Claflin University Brass Band. Picture collected for the 1900 Paris Exposition

Claflin University Brass Band. Picture collected for the 1900 Paris Exposition <http://www.loc.gov/pictures/item/2001705781>

 

At this time spiritual music had long been co-opted by white culture with many former slave songs being compiled in “American” songbooks. In the 1920s black composers and arrangers were able to publish their settings for these groups. Composers Gussie Davis, M.L. Lake, Robert Cole, and others were very popular stock band composers and arrangers during the ’20s. Here is a setting of the familiar tune “Nobody knows de trouble I seen” from M.L. Lake.

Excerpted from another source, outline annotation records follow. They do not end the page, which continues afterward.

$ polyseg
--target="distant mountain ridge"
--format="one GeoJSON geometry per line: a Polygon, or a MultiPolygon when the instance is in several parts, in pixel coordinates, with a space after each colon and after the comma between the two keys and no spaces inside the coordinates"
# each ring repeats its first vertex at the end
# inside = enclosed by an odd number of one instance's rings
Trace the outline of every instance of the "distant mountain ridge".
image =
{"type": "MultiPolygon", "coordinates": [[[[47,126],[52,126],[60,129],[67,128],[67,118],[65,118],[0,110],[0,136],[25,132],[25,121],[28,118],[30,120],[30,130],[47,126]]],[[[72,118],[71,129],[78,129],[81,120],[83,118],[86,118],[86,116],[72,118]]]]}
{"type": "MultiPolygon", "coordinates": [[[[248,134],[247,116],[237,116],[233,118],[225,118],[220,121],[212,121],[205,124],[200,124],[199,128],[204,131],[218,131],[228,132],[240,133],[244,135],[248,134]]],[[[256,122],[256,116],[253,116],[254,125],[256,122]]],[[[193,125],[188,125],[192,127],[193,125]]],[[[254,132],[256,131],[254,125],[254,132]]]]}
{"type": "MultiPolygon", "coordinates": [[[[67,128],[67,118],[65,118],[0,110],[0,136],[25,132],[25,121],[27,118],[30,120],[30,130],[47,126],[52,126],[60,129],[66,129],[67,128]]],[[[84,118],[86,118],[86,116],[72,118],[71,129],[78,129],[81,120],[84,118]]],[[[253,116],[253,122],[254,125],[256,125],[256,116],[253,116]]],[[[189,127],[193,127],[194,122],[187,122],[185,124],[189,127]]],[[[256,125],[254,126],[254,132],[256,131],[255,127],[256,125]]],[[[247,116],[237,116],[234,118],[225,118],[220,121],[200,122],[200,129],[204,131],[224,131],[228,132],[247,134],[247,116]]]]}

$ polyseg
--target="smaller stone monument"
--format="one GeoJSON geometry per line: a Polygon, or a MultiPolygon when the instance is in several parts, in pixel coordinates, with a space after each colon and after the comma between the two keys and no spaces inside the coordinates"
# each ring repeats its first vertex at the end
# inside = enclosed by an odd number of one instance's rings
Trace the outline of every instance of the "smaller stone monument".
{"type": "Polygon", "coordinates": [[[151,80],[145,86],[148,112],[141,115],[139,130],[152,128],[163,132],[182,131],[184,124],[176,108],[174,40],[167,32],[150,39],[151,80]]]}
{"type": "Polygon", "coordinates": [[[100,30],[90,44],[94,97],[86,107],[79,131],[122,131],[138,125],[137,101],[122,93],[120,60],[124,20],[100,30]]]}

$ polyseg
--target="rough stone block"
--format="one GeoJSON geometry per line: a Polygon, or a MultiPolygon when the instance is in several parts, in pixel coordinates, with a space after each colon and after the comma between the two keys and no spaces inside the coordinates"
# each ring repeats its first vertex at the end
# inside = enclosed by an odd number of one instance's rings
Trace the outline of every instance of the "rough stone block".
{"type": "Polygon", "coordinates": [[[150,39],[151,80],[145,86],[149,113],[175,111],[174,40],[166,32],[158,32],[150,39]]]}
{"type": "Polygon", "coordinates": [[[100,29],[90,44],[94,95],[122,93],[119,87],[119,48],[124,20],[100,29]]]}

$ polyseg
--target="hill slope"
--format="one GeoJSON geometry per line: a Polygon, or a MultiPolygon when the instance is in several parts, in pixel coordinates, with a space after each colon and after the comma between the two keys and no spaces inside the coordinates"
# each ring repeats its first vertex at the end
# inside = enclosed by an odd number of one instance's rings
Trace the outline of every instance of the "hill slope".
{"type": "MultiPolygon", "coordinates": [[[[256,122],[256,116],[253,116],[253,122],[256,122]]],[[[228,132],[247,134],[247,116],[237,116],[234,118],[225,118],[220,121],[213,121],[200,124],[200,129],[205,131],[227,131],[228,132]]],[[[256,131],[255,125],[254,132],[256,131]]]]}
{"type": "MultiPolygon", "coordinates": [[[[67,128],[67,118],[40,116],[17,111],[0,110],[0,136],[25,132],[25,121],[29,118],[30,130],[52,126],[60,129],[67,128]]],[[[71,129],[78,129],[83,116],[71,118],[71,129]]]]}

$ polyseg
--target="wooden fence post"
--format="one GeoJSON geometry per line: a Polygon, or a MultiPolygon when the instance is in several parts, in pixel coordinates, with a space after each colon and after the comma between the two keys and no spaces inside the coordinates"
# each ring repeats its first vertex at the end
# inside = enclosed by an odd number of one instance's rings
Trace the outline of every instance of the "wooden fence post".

Setting for small orchestra. http://lcweb2.loc.gov/diglib/ihas/loc.natlib.ihas.100010139/pageturner.html?page=2&section=p0001&size=640

Setting for small orchestra.
http://lcweb2.loc.gov/diglib/ihas/loc.natlib.ihas.100010139/pageturner.html?page=2&section=p0001&size=640

 

We can find the melody in the treble voice and this is a form of the melody that modern listeners would most likely be familiar with. However because of its setting it and acculturation it is rife with western harmonization and figuration. This adaptation of black folk songs is something that we are very comfortable with and reminds me of William Grant-Still’s Afro-American Symphony.

H.T. Burleigh (1866-1949) was an essential figure in bringing black folk music to the classical music scene in post-reconstruction America. He introduced popular singers to the literature and was well connected with influential musical big-wigs, including Antonin Dvorak.

H.T. Burleigh's setting of "Nobody knows" for voice and piano. http://library.duke.edu/digitalcollections/hasm_n0737/

H.T. Burleigh’s setting of “Nobody knows” for voice and piano.
http://library.duke.edu/digitalcollections/hasm_n0737/

The earliest notated record of this particular tune we have is from Slave Songs of the United States, published in 1867, the seminal work of collecting slave songs in the Antebellum South. This representation from the collection is not definite however, it is still subject to editing and doesn’t account for massive variation across the southern states. SlaveSongsThis post outlines how different settings of the same tune have been treated when brought into a western context and setting. First the tune is in its most original form (that we have available), then adapted to solo voice and piano for mass consumption and use in the home and then finally used as popular music that can be recognized by the populous who attend concerts.